Huawei’s strategy also highlights the pressure Chinese technology firms face following restrictions on access to advanced semiconductor equipment and manufacturing services. Since the sanctions were introduced, Chinese companies have been forced to invest heavily in domestic research and alternative chip development methods.
Ascend AI chips expected to adopt LogicFolding by 2030
Huawei also confirmed that its Ascend artificial intelligence chips are expected to adopt the LogicFolding architecture by 2030. The company’s AI processors have become increasingly important in China’s growing artificial intelligence and cloud computing sectors.
The Ascend series is already used in data centres and AI training systems across China. By introducing the new architecture into these products, Huawei hopes to improve processing performance while addressing some of the limitations associated with current manufacturing restrictions.
The company suggested that the Tau Scaling strategy could eventually support more advanced AI workloads and help Chinese firms compete more effectively in global computing markets. The move comes as demand for AI chips continues to increase worldwide, driven by the expansion of generative AI tools and large-scale computing models.
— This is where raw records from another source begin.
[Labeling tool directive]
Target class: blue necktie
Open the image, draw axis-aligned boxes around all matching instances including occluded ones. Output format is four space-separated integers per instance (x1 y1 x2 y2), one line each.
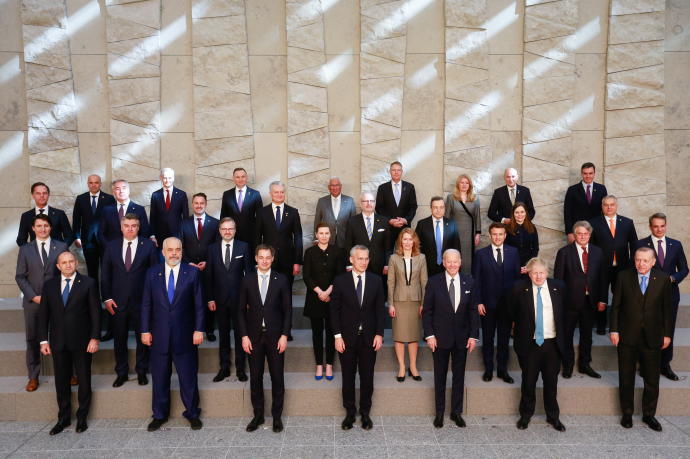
436 220 443 265
535 287 544 346
168 269 175 304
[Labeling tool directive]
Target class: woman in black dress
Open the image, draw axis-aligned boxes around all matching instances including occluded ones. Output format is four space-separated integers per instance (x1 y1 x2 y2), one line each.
302 223 345 381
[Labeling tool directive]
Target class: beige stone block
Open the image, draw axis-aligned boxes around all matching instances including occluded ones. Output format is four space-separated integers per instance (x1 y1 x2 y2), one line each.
160 56 194 132
403 54 445 130
72 54 110 132
245 0 287 56
249 56 287 132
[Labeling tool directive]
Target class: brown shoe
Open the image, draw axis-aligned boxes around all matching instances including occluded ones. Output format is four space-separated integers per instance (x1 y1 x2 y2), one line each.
26 378 38 392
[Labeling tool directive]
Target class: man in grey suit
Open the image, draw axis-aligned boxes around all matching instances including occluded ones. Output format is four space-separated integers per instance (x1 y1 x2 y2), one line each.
314 177 356 249
14 215 67 392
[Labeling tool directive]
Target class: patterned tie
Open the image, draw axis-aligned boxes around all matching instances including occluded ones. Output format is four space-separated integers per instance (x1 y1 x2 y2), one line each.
534 287 544 346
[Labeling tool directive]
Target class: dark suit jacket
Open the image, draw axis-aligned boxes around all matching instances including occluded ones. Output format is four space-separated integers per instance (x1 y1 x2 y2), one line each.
220 187 264 248
255 203 302 273
180 214 220 264
98 201 149 247
563 182 608 234
331 272 386 346
589 215 637 269
237 270 292 343
422 271 480 349
509 279 567 355
203 239 251 306
345 213 391 276
38 273 101 352
149 187 189 243
609 268 673 349
141 263 206 354
17 206 74 247
72 191 115 249
472 244 520 308
101 237 158 310
488 185 536 222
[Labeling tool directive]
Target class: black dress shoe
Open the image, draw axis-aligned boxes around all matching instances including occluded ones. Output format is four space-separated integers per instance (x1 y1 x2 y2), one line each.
146 418 168 432
450 413 467 427
642 416 661 432
247 416 265 432
213 368 230 382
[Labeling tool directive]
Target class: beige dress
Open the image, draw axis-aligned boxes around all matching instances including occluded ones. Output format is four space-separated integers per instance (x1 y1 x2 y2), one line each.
388 254 427 343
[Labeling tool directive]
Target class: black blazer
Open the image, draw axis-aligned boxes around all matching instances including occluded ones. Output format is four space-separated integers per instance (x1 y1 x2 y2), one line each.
72 191 115 249
508 279 567 355
180 214 220 264
376 180 417 226
563 182 608 234
331 272 386 346
609 268 673 348
220 187 264 248
17 206 74 247
345 213 391 276
422 271 480 349
488 185 536 222
38 273 101 352
237 270 292 343
589 215 637 268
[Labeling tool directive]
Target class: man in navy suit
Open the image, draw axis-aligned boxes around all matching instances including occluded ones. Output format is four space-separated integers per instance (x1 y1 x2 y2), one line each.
236 244 292 433
563 162 608 244
422 250 479 428
637 212 688 381
98 179 151 247
204 217 253 382
472 223 520 384
17 182 74 247
220 167 264 253
141 237 204 432
589 195 637 335
149 167 189 245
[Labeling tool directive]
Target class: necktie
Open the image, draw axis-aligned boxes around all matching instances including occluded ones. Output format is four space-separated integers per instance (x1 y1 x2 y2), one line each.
534 287 544 346
125 242 132 271
62 279 72 307
168 269 175 304
435 220 443 265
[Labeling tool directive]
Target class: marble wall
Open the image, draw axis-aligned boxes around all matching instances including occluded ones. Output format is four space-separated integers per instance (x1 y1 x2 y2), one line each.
0 0 690 297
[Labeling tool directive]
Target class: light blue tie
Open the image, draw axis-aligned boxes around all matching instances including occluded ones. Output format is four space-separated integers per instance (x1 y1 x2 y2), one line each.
535 287 544 346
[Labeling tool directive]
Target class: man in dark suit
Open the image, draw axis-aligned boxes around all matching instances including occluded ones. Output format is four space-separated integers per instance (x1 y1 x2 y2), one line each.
488 167 536 225
98 179 151 247
331 245 386 430
553 220 609 378
376 161 417 250
141 237 204 432
610 247 673 431
472 223 520 384
422 250 479 428
314 177 356 249
637 212 688 381
589 195 637 335
101 214 158 387
345 191 391 276
220 167 264 253
415 196 460 277
17 182 74 247
14 215 67 392
204 217 253 382
38 251 101 435
181 193 219 342
563 162 608 244
149 167 189 245
509 258 567 432
236 246 292 433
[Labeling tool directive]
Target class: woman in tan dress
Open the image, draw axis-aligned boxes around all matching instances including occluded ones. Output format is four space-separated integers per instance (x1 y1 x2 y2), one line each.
388 228 427 382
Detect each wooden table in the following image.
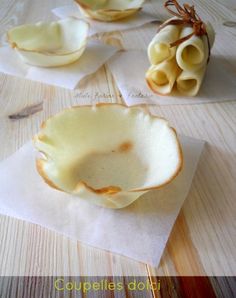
[0,0,236,297]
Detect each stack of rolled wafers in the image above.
[146,0,215,96]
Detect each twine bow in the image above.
[158,0,211,62]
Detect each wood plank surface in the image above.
[0,0,236,297]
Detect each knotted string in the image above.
[158,0,211,62]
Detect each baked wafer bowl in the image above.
[75,0,144,22]
[34,104,183,208]
[7,17,89,67]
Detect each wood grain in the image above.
[0,0,236,297]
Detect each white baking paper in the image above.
[108,50,236,106]
[0,41,118,89]
[0,137,204,266]
[52,3,158,36]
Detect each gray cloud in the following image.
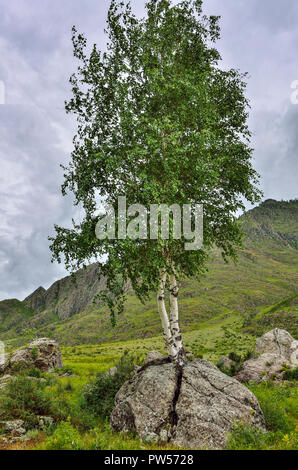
[0,0,298,299]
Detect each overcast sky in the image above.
[0,0,298,300]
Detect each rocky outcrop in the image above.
[145,351,165,364]
[0,338,63,374]
[236,328,298,382]
[111,359,265,449]
[45,263,105,320]
[24,287,46,313]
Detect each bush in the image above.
[249,382,293,433]
[283,367,298,380]
[227,424,270,450]
[80,354,134,418]
[0,375,68,429]
[26,367,43,379]
[44,420,81,450]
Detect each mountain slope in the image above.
[0,199,298,345]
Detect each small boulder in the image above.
[145,351,166,364]
[255,328,298,365]
[236,328,298,383]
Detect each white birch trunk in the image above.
[157,271,177,359]
[170,273,185,365]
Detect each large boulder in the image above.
[236,328,298,382]
[111,359,265,449]
[0,338,63,373]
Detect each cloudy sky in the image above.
[0,0,298,300]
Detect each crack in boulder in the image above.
[169,365,183,438]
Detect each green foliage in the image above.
[227,382,298,450]
[50,0,260,324]
[31,346,38,360]
[44,420,81,450]
[0,375,68,428]
[81,354,134,418]
[249,382,297,433]
[26,367,43,379]
[227,424,268,450]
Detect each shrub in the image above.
[229,351,241,363]
[80,354,134,418]
[250,382,293,433]
[26,367,43,379]
[0,375,68,429]
[44,420,81,450]
[283,367,298,380]
[227,423,269,450]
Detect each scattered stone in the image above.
[145,351,166,364]
[111,359,265,449]
[217,356,235,370]
[236,328,298,382]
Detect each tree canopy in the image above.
[51,0,260,338]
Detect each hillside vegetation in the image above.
[0,199,298,352]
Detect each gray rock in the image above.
[217,356,235,370]
[236,328,298,382]
[255,328,298,365]
[111,359,265,449]
[145,351,166,364]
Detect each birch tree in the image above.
[50,0,260,364]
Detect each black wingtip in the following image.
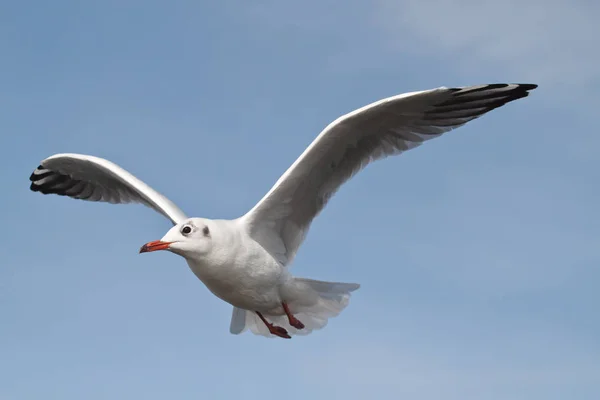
[515,83,538,90]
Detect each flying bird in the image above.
[30,83,537,339]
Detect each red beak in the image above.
[140,240,172,253]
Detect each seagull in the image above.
[30,83,537,339]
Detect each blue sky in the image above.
[0,0,600,400]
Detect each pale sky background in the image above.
[0,0,600,400]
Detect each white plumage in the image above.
[30,84,537,338]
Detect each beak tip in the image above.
[139,240,171,254]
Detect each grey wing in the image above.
[241,84,537,265]
[29,154,187,224]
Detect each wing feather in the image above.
[29,154,187,224]
[241,83,537,265]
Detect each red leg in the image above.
[255,311,292,339]
[281,303,304,329]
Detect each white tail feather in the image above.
[229,278,360,337]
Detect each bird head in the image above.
[140,218,213,258]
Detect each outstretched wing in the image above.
[29,154,187,225]
[241,84,537,265]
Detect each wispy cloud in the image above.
[303,330,600,400]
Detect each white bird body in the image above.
[180,220,291,313]
[30,84,536,338]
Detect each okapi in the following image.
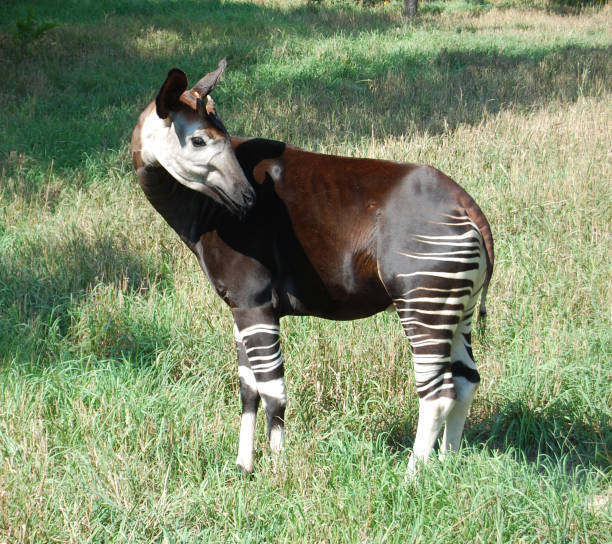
[132,60,493,473]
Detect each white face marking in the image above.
[141,110,252,212]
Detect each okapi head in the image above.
[140,59,255,216]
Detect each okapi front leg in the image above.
[234,327,260,474]
[234,309,287,472]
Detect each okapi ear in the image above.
[155,68,187,119]
[206,94,217,115]
[193,59,227,98]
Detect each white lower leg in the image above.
[440,376,478,457]
[257,378,287,453]
[408,397,455,474]
[236,412,257,474]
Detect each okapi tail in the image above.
[464,198,495,319]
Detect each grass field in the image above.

Industry observers have noted that Huawei’s latest announcement demonstrates China’s determination to strengthen its domestic semiconductor capabilities. With access to some foreign technologies restricted, Chinese firms are increasingly investing in home-grown alternatives across chip design, manufacturing and software development.
Huawei’s plans could also influence how other Chinese semiconductor companies approach future development. Instead of competing solely on manufacturing node sizes, companies may focus more heavily on architectural innovations designed to maximise performance using existing production technologies.
Technical challenges remain despite the ambitious roadmap
Despite presenting an ambitious vision, Huawei acknowledged that significant technical obstacles remain before the Tau Scaling approach can be widely implemented.
One of the main challenges involves developing entirely new chip design tools capable of supporting the new architecture. Existing semiconductor design software has largely been built around conventional scaling methods, meaning Huawei may need to create customised tools for its future processors.
The company also highlighted concerns surrounding heat management and thermal efficiency. Denser, more complex chip layouts can lead to overheating, particularly in high-performance processors used for artificial intelligence and data centre operations.
Analysts believe overcoming these engineering difficulties will require years of research and substantial investment. However, Huawei’s announcement suggests the company is committed to pursuing long-term semiconductor independence despite continuing geopolitical and technological pressures.
If the strategy succeeds, it could have implications beyond Huawei itself. The development may support China’s broader efforts to build a more self-sufficient semiconductor ecosystem, even as access to advanced international manufacturing technologies remains heavily restricted.
Huawei’s latest roadmap also signals a possible shift in how the global semiconductor industry measures progress. While manufacturing node sizes have long been viewed as the primary benchmark for chip advancement, companies may increasingly explore alternative architectures and system-level efficiency improvements to deliver future performance gains.